We'll now try to determine how well the spam filter performs on our test set of 1,114 messages and compare the predicted values with the actual values.

In [194]:
# Applying the function and creating the corresponding column
test['predicted'] = test['SMS'].apply(classify)
test

Unnamed: 0,index,Label,SMS,predicted
0,2131,ham,later i guess i needa do mcat study too,ham
1,3418,ham,but i haf enuff space got like 4 mb,ham
2,3424,spam,had your mobile 10 mths update to latest oran...,spam
3,1538,ham,all sounds good fingers makes it difficult ...,ham
4,5393,ham,all done all handed in don t know if mega sh...,ham
...,...,...,...,...
1109,905,ham,we re all getting worried over here derek and...,ham
1110,5192,ham,oh oh den muz change plan liao go back h...,ham
1111,3980,ham,ceri u rebel sweet dreamz me little buddy c...,ham
1112,235,spam,text meet someone sexy today u can find a d...,spam


In [195]:
# Calculating the accuracy
accuracy = (test['Label'] == test['predicted']).sum() / len(test) * 100
accuracy

98.74326750448833

The filter had an accuracy of 98.74% on the test set, which is an excellent result. We originally aimed for an accuracy of over 80%, but we managed to do much better than that.

# Conclusion

In conclusion, our project aimed to develop a spam filter for SMS messages using the multinomial Naive Bayes algorithm. We successfully achieved this goal by leveraging a dataset of 5,572 SMS messages, classified by humans. 

Our approach involved training the model on 80% of the dataset while reserving the remaining 20% for testing. With the implementation of Laplace smoothing and an alpha value of 1, we created a function that effectively classified messages as spam or ham based on the Naive Bayes algorithm.
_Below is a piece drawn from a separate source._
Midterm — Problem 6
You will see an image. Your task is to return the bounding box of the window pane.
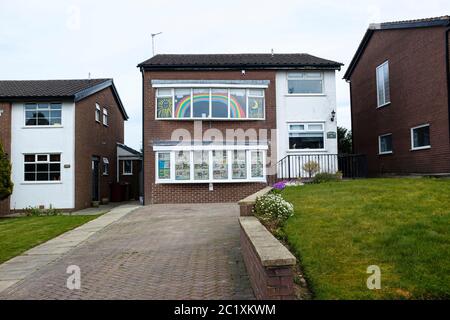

The most significant finding of our project was the outstanding accuracy of our spam filter. When evaluated on the test dataset, it demonstrated an impressive accuracy of 98.74%. This surpassed our initial objective of 80% accuracy and underscored the filter's ability to reliably identify spam messages.

In summary, our project successfully developed a high-performing SMS spam filter using the multinomial Naive Bayes algorithm. The remarkable accuracy achieved validates the effectiveness of our approach and establishes the practicality of employing this filter in real-world scenarios.